2012年12月16日日曜日

俺の名は勘九郎(100)


誰かが降りたばかりなのだろう。公園のブランコが、小さく揺れていた。ブランコの後ろにある古びた木製のベンチの上で、キトは丸くなって眠っていた。山崎の家からすぐの場所にあり、南中する前の日光を浴びながら居眠りするのが、キトの午前の日課だった。キトを連れて山崎の部屋にやってきた雪乃は、山崎と一緒に朝食をとることもあったし、山崎が出かける時間になってもベッドから出てこないこともあった。

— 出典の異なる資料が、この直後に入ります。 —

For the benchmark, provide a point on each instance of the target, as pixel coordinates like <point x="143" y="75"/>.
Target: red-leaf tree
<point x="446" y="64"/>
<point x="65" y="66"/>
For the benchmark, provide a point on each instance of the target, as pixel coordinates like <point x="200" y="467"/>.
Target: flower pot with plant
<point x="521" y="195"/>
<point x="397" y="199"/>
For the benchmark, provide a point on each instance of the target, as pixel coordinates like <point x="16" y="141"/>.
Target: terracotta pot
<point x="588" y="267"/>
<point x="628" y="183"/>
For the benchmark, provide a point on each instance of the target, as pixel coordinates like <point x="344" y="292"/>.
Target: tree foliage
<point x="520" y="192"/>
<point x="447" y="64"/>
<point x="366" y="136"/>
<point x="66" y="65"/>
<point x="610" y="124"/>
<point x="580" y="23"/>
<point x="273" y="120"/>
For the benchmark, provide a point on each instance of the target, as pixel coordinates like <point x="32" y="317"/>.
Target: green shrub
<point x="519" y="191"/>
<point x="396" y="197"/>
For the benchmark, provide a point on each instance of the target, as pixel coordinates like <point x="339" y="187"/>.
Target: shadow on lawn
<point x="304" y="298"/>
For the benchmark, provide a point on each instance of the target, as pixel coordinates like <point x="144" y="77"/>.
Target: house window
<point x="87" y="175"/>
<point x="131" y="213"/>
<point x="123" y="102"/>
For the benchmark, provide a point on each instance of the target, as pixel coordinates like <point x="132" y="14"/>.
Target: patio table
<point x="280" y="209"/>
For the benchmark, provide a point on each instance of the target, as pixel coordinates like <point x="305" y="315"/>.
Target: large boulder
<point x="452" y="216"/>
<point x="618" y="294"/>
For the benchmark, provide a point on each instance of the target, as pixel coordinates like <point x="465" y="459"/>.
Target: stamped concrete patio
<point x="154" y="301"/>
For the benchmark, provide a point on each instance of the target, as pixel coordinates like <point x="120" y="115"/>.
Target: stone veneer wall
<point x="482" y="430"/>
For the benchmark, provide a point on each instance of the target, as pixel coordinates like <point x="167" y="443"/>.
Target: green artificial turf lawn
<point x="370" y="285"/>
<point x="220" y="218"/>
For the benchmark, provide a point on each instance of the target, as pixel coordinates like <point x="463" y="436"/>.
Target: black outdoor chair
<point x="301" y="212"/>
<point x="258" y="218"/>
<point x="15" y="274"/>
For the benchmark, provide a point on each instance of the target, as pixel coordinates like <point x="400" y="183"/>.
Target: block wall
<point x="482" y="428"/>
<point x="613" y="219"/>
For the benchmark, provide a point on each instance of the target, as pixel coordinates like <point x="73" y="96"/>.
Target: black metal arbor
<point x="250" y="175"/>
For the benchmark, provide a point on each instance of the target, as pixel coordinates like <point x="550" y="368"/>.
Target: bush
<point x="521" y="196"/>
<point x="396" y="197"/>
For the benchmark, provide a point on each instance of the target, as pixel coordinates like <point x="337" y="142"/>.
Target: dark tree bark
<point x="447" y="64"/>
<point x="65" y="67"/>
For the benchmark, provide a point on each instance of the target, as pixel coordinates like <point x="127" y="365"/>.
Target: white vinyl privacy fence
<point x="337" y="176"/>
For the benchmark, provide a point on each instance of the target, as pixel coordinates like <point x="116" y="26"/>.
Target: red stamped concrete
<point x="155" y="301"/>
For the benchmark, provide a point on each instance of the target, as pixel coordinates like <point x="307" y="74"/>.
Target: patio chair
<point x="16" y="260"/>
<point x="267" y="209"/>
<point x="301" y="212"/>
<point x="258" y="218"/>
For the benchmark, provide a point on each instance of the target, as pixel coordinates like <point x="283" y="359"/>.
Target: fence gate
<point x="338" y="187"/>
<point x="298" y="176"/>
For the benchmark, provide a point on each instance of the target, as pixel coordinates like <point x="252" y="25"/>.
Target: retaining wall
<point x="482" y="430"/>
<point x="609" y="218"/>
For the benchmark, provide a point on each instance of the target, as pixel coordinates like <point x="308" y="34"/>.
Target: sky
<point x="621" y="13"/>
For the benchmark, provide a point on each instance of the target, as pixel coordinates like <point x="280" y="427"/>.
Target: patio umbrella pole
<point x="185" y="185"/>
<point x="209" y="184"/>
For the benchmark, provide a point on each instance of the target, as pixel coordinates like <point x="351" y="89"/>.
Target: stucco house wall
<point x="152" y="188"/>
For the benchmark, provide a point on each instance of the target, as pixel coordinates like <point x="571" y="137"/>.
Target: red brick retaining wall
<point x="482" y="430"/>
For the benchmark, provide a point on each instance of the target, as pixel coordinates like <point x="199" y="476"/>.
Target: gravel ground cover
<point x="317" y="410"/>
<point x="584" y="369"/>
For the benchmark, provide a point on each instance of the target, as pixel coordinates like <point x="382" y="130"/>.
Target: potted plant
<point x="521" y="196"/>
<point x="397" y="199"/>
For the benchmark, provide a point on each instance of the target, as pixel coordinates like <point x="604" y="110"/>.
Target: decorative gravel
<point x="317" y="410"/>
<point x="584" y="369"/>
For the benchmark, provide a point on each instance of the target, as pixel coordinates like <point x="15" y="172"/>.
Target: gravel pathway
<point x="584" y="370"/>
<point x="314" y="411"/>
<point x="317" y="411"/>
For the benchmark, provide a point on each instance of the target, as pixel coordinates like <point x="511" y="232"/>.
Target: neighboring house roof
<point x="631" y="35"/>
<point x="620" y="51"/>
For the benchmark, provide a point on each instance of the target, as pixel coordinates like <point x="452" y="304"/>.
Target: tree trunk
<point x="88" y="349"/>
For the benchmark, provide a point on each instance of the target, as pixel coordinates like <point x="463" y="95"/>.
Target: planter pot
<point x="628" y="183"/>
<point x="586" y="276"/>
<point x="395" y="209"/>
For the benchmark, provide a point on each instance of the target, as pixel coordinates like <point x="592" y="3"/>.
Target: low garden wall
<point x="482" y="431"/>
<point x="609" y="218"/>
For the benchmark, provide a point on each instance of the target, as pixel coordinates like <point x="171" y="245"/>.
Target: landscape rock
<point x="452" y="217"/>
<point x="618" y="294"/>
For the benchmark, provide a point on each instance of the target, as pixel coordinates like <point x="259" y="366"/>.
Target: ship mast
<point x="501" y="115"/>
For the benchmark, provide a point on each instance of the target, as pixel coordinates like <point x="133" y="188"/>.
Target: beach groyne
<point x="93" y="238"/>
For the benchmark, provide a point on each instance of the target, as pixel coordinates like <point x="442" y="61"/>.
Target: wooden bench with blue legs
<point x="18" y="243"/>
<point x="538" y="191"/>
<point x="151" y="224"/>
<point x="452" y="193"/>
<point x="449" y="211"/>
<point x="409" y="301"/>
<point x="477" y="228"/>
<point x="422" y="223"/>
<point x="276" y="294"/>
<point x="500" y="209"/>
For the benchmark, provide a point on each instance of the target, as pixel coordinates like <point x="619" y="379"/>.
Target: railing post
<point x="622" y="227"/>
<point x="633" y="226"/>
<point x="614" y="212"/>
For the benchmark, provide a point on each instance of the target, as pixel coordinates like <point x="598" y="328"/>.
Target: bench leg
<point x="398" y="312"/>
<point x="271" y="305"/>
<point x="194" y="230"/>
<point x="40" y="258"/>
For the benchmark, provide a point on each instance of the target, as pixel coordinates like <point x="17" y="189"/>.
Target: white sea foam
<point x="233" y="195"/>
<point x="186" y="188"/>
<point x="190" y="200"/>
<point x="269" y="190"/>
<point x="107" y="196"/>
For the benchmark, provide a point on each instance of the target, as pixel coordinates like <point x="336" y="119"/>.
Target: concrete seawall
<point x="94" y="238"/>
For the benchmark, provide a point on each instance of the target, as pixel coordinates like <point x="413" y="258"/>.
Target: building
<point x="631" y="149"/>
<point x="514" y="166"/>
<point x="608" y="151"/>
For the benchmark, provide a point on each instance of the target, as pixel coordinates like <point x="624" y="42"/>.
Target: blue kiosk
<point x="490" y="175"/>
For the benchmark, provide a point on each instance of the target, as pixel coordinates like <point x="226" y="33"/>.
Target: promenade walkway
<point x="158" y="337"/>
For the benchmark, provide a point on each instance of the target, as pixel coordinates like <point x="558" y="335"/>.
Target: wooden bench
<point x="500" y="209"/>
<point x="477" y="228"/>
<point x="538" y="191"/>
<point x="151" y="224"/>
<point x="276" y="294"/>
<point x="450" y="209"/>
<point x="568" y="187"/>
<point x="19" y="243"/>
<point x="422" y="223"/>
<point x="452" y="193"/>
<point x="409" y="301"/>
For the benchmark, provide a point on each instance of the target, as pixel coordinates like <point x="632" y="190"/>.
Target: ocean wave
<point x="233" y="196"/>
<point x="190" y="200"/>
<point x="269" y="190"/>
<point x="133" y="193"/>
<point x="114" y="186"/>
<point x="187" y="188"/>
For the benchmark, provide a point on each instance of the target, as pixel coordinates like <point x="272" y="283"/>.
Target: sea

猫の視線はセックスの邪魔にはならないらしく、山崎と雪乃は3日に一度は体を重ね合わせていた。170cmの山崎より少しだけ上背のある雪乃は、ひょろりと痩せていたが、胸と尻の辺りだけは肉づきのいい女だった。整った目鼻立ちを見るにつけ、顎の骨があと1センチ短ければ、2流のテレビタレントくらいにはなれるだろうと俺はいつも思うのだが、山崎は、彼女の容姿に十分満足していたようだ。雪乃はシフト制のアルバイトをしていると言っていたが、勤務時間はかなり不規則だった。一度俺はキトに、雪乃がどんな女なのか聞いてみたが、キトは、答えたくないようだった。
《キトさん、キトさん、キトさーん!》
ベンチに着く前から、コタローは、3度もキトの名を叫んだ。コタローがその日公園を訪れることは知らせてあったので、キトは別段驚いた風もなかった。薄くまぶたを持ち上げてコタローの姿を認めると、危うくまた眠り込みそうになった。
《それはないぜ、キト》
俺が言うと、キトは少し面倒くさそうに、久しぶりね、とコタローの方を見て、念を送った。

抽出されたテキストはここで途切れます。